Yeah, all the Christians who are used to this practice think it’s awesome, but all the newcomers think we just turned off our brains and started howling like berzerkers. Nicely-dressed ones, who thankfully don’t start killing, but still.

It’s why the apostles pointed out it makes way more sense for us to prophesy at them, and make them instantly realize God is in the room. 1Co 14.24-25 That should be the atmosphere we strive for. Revelation, not mystic babbling.

As for the regulars: When the pastors pause the service ’cause they wanna hear tongues, I remind you not all of us pray in tongues. The Spirit hasn’t granted everybody that ability. He can, but Christians are at various levels of maturity and ministry, so not all of us do tongues yet. Some of us never get mature enough, but that’s a whole other article.

And even among people who pray in tongues all the time, we can’t necessarily turn on the tongues whenever we wish. Yet I’ve been to many a prayer service where the pastor encouraged everyone to just start. Maybe he could just start; not everyone else could.

Leaders justify this behavior by claiming it encourages people to pursue supernatural gifts. 1Co 14.1 Well yeah, but if you actually read 1 Corinthians you realize there’s a way to encourage, and a way not to. The unintended side effect of taking an individual worship practice 1Co 14.4 and turning it into a group one, is that now they feel an inappropriate pressure to show off their worship. They want tongues because they wanna show others they can do tongues.

They’ll do one of two things: Learn to fake it expertly… or grow to desperately want the ability to speak in tongues. And not so much the Holy Spirit, who empowers the tongues. Not the closer relationship with God. Not the ability to minister to others in a more supernatural way. Not the baptism of the Holy Spirit, which helps us attain all these things. Not because tongues will ramp up their prayer life. They only want tongues, and want ’em so they won’t feel stupid when everybody else can speak in tongues and they can’t. They wanna fit in.

I can’t fault people for wanting to fit in. Instead I blame the people who create the unhealthy atmosphere, where people feel they don’t fit in. Worse, when the Spirit won’t grant ’em tongues ’cause they’re asking with the wrong motives, they’ll get frustrated and leap to all sorts of wrong, immature conclusions: “God doesn’t love me,” or “Maybe he’s saying no because I’m sinning,” or even “I caught somebody faking tongues! What if they’re all faking it?”

Any worship environment which demands tongues, is doing it wrong, and creating more chaos than they realize.

So here in 1 Corinthians, the apostles’ critique wasn’t about running amok. Nor was it meant to ban tongues. It was to point out how the Spirit doesn’t give ’em to us so we can make a room feel spiritual. They’re to pray, and sometimes prophesy. They’re for you, not the room. Leave the group out of ’em.

Instead, the group should worship in a way which can be done by the lowest common denominator.
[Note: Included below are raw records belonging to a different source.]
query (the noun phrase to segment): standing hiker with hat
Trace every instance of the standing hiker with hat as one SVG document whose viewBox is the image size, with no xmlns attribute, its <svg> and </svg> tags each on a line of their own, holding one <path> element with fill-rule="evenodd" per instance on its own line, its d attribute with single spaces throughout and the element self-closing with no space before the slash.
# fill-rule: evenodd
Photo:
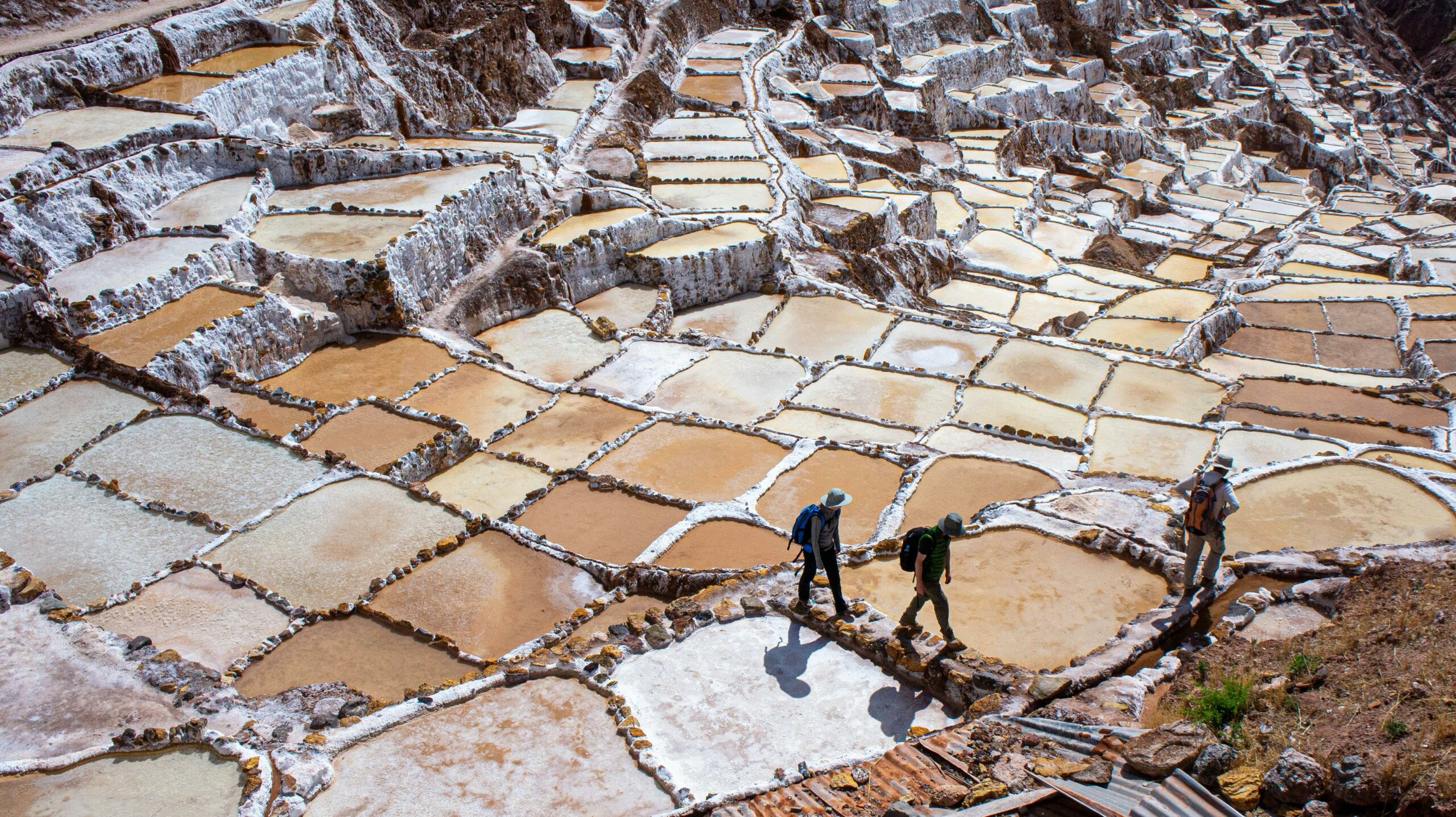
<svg viewBox="0 0 1456 817">
<path fill-rule="evenodd" d="M 820 497 L 817 505 L 805 507 L 794 520 L 794 542 L 804 548 L 799 600 L 794 606 L 796 613 L 810 609 L 810 587 L 814 584 L 814 574 L 823 567 L 828 588 L 834 593 L 834 615 L 849 616 L 849 604 L 844 604 L 844 594 L 839 588 L 839 513 L 853 501 L 855 498 L 842 489 L 830 488 L 828 494 Z"/>
<path fill-rule="evenodd" d="M 945 583 L 951 584 L 951 539 L 958 536 L 965 536 L 965 523 L 961 520 L 961 514 L 945 514 L 933 527 L 917 527 L 907 533 L 904 539 L 907 552 L 901 555 L 904 567 L 910 548 L 914 549 L 914 599 L 900 616 L 900 626 L 895 628 L 895 632 L 909 636 L 917 635 L 920 625 L 916 623 L 916 616 L 920 615 L 920 607 L 930 601 L 935 604 L 935 620 L 941 625 L 941 635 L 946 641 L 945 650 L 948 652 L 965 650 L 965 644 L 955 638 L 955 632 L 951 631 L 951 600 L 941 588 L 941 574 L 945 574 Z"/>
<path fill-rule="evenodd" d="M 1208 546 L 1208 558 L 1203 562 L 1201 585 L 1213 587 L 1219 575 L 1219 562 L 1223 561 L 1223 520 L 1239 510 L 1239 500 L 1229 482 L 1230 470 L 1233 457 L 1219 454 L 1213 467 L 1174 485 L 1174 492 L 1188 500 L 1188 511 L 1184 514 L 1184 596 L 1192 594 L 1192 580 L 1198 572 L 1198 556 L 1203 555 L 1204 545 Z"/>
</svg>

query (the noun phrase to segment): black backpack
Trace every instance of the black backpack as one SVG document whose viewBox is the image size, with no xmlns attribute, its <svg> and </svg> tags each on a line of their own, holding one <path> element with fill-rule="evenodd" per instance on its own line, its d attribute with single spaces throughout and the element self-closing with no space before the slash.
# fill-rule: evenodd
<svg viewBox="0 0 1456 817">
<path fill-rule="evenodd" d="M 914 559 L 920 553 L 920 537 L 930 533 L 929 527 L 911 527 L 900 540 L 900 569 L 914 572 Z"/>
</svg>

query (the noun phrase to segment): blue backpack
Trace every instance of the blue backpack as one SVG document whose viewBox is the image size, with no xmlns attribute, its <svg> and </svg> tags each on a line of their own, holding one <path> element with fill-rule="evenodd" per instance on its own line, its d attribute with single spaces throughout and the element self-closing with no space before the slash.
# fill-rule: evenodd
<svg viewBox="0 0 1456 817">
<path fill-rule="evenodd" d="M 824 521 L 824 510 L 818 505 L 808 505 L 799 511 L 799 517 L 794 520 L 794 533 L 789 536 L 789 542 L 804 548 L 805 550 L 812 548 L 814 543 L 810 542 L 810 520 L 814 517 Z"/>
</svg>

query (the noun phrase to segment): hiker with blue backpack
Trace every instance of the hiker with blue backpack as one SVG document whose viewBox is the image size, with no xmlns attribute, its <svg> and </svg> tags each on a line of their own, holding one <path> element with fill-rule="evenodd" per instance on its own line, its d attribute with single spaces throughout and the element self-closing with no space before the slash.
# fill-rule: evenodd
<svg viewBox="0 0 1456 817">
<path fill-rule="evenodd" d="M 1188 498 L 1184 513 L 1184 596 L 1192 596 L 1194 577 L 1198 574 L 1198 558 L 1207 545 L 1208 558 L 1203 562 L 1203 587 L 1213 587 L 1223 561 L 1223 520 L 1239 510 L 1239 500 L 1229 484 L 1233 457 L 1219 454 L 1213 467 L 1200 470 L 1178 485 L 1174 492 Z"/>
<path fill-rule="evenodd" d="M 916 623 L 916 616 L 920 615 L 920 607 L 930 601 L 935 606 L 935 620 L 941 625 L 941 635 L 946 642 L 946 652 L 965 650 L 965 642 L 955 638 L 955 632 L 951 631 L 951 600 L 941 588 L 942 574 L 945 583 L 951 584 L 951 540 L 958 536 L 965 536 L 961 514 L 945 514 L 932 527 L 916 527 L 906 533 L 900 545 L 900 568 L 914 572 L 914 599 L 900 616 L 895 632 L 907 638 L 919 635 L 922 628 Z"/>
<path fill-rule="evenodd" d="M 799 577 L 795 613 L 808 612 L 810 585 L 814 584 L 818 568 L 824 568 L 828 588 L 834 593 L 834 615 L 842 619 L 849 617 L 849 604 L 844 604 L 844 594 L 839 588 L 839 513 L 853 500 L 839 488 L 830 488 L 828 494 L 820 497 L 817 505 L 805 507 L 794 520 L 792 542 L 804 549 L 804 574 Z"/>
</svg>

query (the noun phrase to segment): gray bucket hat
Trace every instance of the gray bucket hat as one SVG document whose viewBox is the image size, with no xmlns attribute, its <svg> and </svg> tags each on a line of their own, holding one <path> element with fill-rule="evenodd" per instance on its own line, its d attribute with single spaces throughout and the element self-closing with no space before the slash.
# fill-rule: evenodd
<svg viewBox="0 0 1456 817">
<path fill-rule="evenodd" d="M 961 521 L 961 514 L 945 514 L 935 526 L 946 536 L 965 536 L 965 523 Z"/>
</svg>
Everybody can sing (more or less); everybody can pray. Leaders can teach, prophesy, and intercede—and demonstrate how these things are done so everybody can learn to do ’em too.

But don’t demand gifted behavior of ungifted people. Keep the gifted folks on the sidelines. Let them use their gifts where appropriate. Those with the gifts can use them to build up the group. Think about the group. That’s always the point.